The breath she took seemed to stic
k in her throat. She hadn’t spoken that truth aloud since that summer’s day spent sunbathing with Sanne on the back field. She couldn’t remember how old they had been—eleven, or maybe twelve?—just the scents of freshly cut grass and lemonade, and that Sanne had seen her wince as she lay down. Back then, it hadn’t been a big deal. Sanne’s dad regularly clouted her too, and after listening to Meg’s whispered confession, she had kept the secret without question. Once she reached adulthood, Meg understood that it should have been a big deal, that even if your dad left, your brother wasn’t supposed to black your eye or punch you so hard that you pissed blood. Her teachers had ignored the bruises, though, and the prospect of being taken into care had terrified her into silence.
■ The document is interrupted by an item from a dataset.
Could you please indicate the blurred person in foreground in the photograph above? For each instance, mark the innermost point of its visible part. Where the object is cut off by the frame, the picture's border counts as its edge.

Luke, for his part, had eventually learned how not to leave a mark.
Meg stared up at the blizzard swirling beneath the streetlamp, each flake drifting to the pavement in the end, like a singed moth giving in to gravity. Right then, she knew the feeling.
“You were the only one I ever told, San,” she said. “And it’s not been an issue for so long now that I never thought I’d have to tell anyone else. It’d be like coming out all over again. Emily’s from Harrogate, for fuck’s sake!”
Sanne gave a shocked gasp, hand on heart, mouth agape. “Oh good Lord, not Harrogate! What’s a scrubber like you doing with a posh girl like that?” She nudged Meg hard enough to rock her sideways, letting her know how daft she was being.
Meg covered her face with her hands. “Sod off,” she mumbled. “I’m being serious here.”
“I know.” Sanne pulled Meg’s hands down and waited until she looked at her. “And I get it, love. It’s not like I wear a Team Halshaw T-shirt to work, is it?”
“I suppose not.” Meg licked snow from her lips, its chill a welcome balm for her dry mouth. “I’m not sure which would be worse: Em wondering what the hell she’s got herself into, or her viewing me as a pity project. She can be a bit of a bleeding heart at times.”